Aug 23 2009
|Halo: Combat Evolved||Racing Evoluzione||Matrix: Path of Neo||Kung Fu Chaos||Black||Burnout Series||Full Spectrum Warrior|
The console market in 2000 was largely owned by Sony’s Playstation 2. Building on the tremendous success of the original Playstation, Sony had already shown Sega the door and seemed to be doing the same to Nintendo. Was there room for another format? Microsoft thought so…
Using PC architecture and chip manufacturers (Nvidia and Intel), Microsoft created a powerful, developer-friendly console from proven technology. The decision to incorporate a hard-drive, rather than relying on after-market memory-cards was also indicative of its PC origins.
Launched in 2001, Microsoft’s foray into the console race was certainly determined. Western developer support was widespread apart from some initial reluctance on the part of Electronic Arts and some Asian developers climbed on board as the worldwide launches gathered momentum.
The US launch of the X-Box took place in Nov, 2001 with a Japanese and PAL territory (Europe / Australia) following in February and March 2002. The console’s reception in the US and Europe was extremely positive, primarily due to the killer-app, Halo: Combat Evolved but the Japanese market largely ignored the gigantic black box.
Despite its success in the West, the X-Box was still ridiculed for its size, noise and ugliness, even the controllers attracted some negative press. The initial batch also had a fairly high failure rate, something that console gamers were unused to. Both these flaws were addressed by Microsoft in the coming months, particularly the controller, by releasing worldwide the smaller, previously Japanese-only, Controller S.

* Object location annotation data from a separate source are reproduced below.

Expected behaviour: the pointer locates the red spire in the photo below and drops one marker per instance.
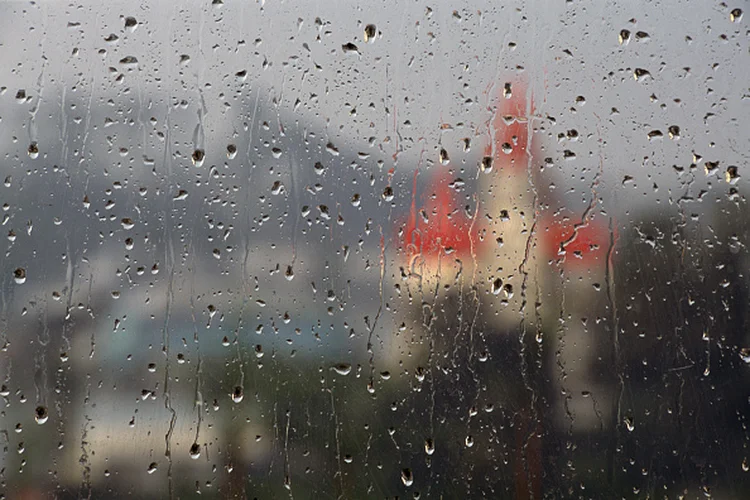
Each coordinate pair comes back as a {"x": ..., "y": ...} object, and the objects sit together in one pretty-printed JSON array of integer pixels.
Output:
[{"x": 440, "y": 225}]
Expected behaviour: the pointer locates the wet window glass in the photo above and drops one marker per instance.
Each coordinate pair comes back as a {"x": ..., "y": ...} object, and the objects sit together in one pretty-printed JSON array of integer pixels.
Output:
[{"x": 480, "y": 249}]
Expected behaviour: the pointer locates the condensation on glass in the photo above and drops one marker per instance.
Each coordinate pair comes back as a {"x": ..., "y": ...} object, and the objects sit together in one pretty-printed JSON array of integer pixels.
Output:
[{"x": 374, "y": 250}]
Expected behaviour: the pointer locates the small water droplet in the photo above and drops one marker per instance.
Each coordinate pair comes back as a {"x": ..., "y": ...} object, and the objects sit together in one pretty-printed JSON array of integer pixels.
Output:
[
  {"x": 629, "y": 424},
  {"x": 485, "y": 165},
  {"x": 732, "y": 174},
  {"x": 624, "y": 36},
  {"x": 641, "y": 74},
  {"x": 41, "y": 415},
  {"x": 370, "y": 32},
  {"x": 198, "y": 156},
  {"x": 342, "y": 368},
  {"x": 350, "y": 48},
  {"x": 19, "y": 275},
  {"x": 444, "y": 158},
  {"x": 429, "y": 446},
  {"x": 406, "y": 477}
]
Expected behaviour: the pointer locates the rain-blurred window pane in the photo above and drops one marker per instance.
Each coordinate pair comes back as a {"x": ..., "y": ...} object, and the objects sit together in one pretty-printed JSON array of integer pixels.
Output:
[{"x": 481, "y": 249}]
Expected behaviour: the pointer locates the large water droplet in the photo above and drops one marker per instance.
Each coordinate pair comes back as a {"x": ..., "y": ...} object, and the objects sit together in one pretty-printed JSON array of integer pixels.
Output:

Global hardware sales were promising in the first two years but Sony continued to sell Playstation 2s at a colossal rate and Nintendo’s new console, the Gamecube, was released in mid-2002 with some very familiar franchises (Mario, Zelda, etc). However, these franchises were insufficient to propel the Gamecube into mass-market competition, and Microsoft and Sony continued to release games appealing to a wider-demographic. In 2002, the X-Box took 2nd place behind Sony.
In late 2002, Microsoft launched its X-Box Live system, with some cynics seeing it as an attempt to ‘control’ the internet because PC games had traditionally used the broader internet to play multi-player games. X-Box Live gradually grew in popularity over the next few years, assisted greatly by Bungie’s integration with its best-selling sequel, Halo 2.
With very similarly capable hardware, Microsoft and Sony fought the console war largely by securing exclusive IPs. Sony captured Grand Theft Auto and Metal Gear Solid, while Microsoft had the Halo franchise and games such as Star Wars: Knights of the Old Republic. Microsoft’s X-Box Live feature also proved influential as consumer’s broadband adoption grew.
The X-Box’s hard drive later proved to be a boon for the ‘modding’ community, allowing pirated games to be easily run. It also facilitated the use of the X-Box as a media-centre, connecting to users’ home PC networks to play the increasingly popular bittorrent movies and TV shows.In the end, despite significant efforts by Microsoft, it could not match the phenomenal success of the Playstation 2 – worldwide sales of the X-Box were 24 million, compared to 138 million PS2s (2009). Even second place was hard-won, Nintendo’s first-party titles were still very popular.
However, X-Box Live became the online standard by which all others were judged and its library of first-person shooters and tactical RPGs attracted many hardcore gamers (especially ex-PC users). Microsoft’s next console capitalised on the online success, migrating user accounts from X-Box to X-Box 360 seamlessly.